Subsection 2.12(3) does not require a reporting issuer to send proxy-related materials to all beneficial owners outside Canada. A reporting issuer need only send proxy-related materials to beneficial owners who hold through proximate intermediaries that are either participants in a recognized depository, or intermediaries on the depository's intermediary master list.

(c) Subsection 2.4(2) of the Companion Policy is repealed and the following substituted:

(2) For the purposes of the Instrument, if an intermediary that holds securities has discretionary voting authority over the securities, it will be the beneficial owner of those securities for purposes of providing instructions in a client response form, and would not also be an "intermediary" with respect to those securities.
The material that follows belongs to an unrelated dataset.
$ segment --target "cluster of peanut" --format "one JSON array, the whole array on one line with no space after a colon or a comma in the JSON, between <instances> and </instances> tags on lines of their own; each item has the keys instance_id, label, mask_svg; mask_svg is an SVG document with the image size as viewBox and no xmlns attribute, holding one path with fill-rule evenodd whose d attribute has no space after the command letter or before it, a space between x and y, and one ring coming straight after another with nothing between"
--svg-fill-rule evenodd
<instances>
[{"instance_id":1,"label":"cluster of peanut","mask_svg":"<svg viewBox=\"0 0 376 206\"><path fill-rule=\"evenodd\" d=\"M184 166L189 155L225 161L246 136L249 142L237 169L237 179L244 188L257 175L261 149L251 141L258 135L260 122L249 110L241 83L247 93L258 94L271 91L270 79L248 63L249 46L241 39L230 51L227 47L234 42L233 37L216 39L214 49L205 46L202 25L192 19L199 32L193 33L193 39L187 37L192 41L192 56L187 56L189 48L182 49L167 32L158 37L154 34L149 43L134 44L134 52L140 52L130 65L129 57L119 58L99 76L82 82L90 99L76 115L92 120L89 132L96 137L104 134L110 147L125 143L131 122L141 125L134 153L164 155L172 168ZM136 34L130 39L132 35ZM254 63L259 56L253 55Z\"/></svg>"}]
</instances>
1.2 Part 4 of the Companion Policy is amended by adding the following section 4.8:

4.8 Instructions from Existing Clients -- A client deemed to be a NOBO under NP41 can continue to be treated as a NOBO under paragraph 3.3(b)(ii) of this Instrument. However, intermediaries are responsible for ensuring that they comply with their obligations under privacy legislation with respect to their clients' personal information. Intermediaries may find that, notwithstanding paragraph 3.3(b)(ii), privacy legislation requires that they take measures to obtain their clients' consent before they disclose their clients' names and security holdings to a reporting issuer or other sender of material.

1.3 Subsection 5.4(4) of the Companion Policy is amended by deleting the first sentence of that subsection and substituting the following:

Section 3.2 of the Instrument requires intermediaries that hold securities on behalf of a client in an account to obtain the electronic mail address of the client, if available, and if applicable, to enquire whether the client wishes to consent to electronic delivery of documents by the intermediary to the client.

1.4 Appendix A of the Companion Policy is deleted in its entirety and the following substituted:

PART TWO -- EFFECTIVE DATE

2.1 These amendments come into effect on [*, 2004].